Rio Antigo
Gênero: InstrumentalA escrita musical tradicional foi uma das grandes invenções da humanidade. Se não houvesse a escrita musical, como aprenderíamos uma ópera de Wagner com quatro atos e quatro horas ou mais de duração? Mas se alguém acha que vai interpretar algo baseado apenas na habilidade de ler música e utilizá-la de uma forma absolutamente racional, vai se deparar com um grande equívoco. Tocar as notas de uma forma precisa e correta, matemático Newtoniana falando, pode não retratar a obra original em termos de estilo e suingue.

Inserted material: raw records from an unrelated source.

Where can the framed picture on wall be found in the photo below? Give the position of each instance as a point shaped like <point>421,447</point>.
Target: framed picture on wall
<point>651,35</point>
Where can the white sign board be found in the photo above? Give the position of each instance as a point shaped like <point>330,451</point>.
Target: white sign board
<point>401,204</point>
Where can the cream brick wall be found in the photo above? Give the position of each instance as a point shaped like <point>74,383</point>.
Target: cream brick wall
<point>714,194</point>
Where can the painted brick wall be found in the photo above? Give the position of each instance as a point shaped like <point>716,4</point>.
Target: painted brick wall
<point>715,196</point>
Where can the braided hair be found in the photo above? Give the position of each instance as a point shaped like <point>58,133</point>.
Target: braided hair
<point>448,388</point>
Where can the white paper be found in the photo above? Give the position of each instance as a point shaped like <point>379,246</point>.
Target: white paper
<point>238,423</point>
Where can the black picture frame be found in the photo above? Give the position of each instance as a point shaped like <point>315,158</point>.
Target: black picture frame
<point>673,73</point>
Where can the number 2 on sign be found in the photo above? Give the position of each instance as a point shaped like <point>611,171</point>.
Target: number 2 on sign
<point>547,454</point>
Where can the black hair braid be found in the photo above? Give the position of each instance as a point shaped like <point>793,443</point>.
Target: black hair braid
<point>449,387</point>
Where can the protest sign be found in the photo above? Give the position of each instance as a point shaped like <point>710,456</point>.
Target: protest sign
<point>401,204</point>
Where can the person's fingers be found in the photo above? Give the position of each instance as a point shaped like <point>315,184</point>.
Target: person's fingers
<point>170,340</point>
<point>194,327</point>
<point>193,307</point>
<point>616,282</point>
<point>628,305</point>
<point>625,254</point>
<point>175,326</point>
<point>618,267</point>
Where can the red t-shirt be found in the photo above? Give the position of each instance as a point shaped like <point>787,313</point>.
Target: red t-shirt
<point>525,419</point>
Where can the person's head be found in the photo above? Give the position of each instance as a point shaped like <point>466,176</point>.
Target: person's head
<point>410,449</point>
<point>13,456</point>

Ao longo de vários anos, desenvolveram-se formas e linguagens para se tocar as obras de compositores de épocas, contextos e locais diferentes. Na prática você tem um “jeito” que é o resultado das inúmeras interpretações de diversos artistas ao longo dos anos, que acabaram por construir o inconsciente coletivo que nos sugere como tocar Johann Sebastian Bach, Benny Goodman, Chiquinha Gonzaga e Pixinguinha por exemplo. Se você se guiar apenas pela execução correta de uma partitura, poderá pegar o primeiro movimento da Partita em La Menor de Bach e tocar um baião que faria inveja a Luiz Gonzaga.
No álbum Peguei a Reta, novo projeto do músico e clarinetista Paulo Sérgio Santos, lançado de forma física e digital nas plataformas de streaming pela produtora e gravadora Kuarup, se encontra um natural e despretensioso objetivo quase inconsciente por parte dos músicos de interpretar os diferentes estilos de música brasileira, influenciado, de certa maneira pelo folclore, pela história de um país e por sua gente. Esse fenômeno acontece com o jazz, o choro, o baião, a valsa, o caboclinho, o maracatu, a toada, a música caipira, o samba de breque e as inúmeras manifestações de música brasileira. O mesmo ocorre com a música latina com suas mais variadas formas como a salsa, o tango ou a valsa venezuelana e com o Klezmer, que não se assemelha em nada que se toque na América do Sul, na América Central e na do Norte.
Faixa a faixa
Na primeira faixa do disco, Apanhei-te Cavaquinho, foi preservado o estilo inconfundível do Ernesto Nazareth, amado por Villa-Lobos, com uma parte B bastante complexa em termos de sincronia dos dedos mínimos e finalizando com a primeira parte sendo tocada num andamento muito acelerado, com a intenção de atrair o ouvinte pelo caminho do virtuosismo.
A segunda canção intitulada Remexendo mostra um Radamés Gnattali com muito suingue e totalmente em sincronia com o título da obra. Um músico excepcional, de formação erudita que descobriu a música popular brasileira, apaixonou-se por ela e contribuiu com sutilezas de grande expressividade.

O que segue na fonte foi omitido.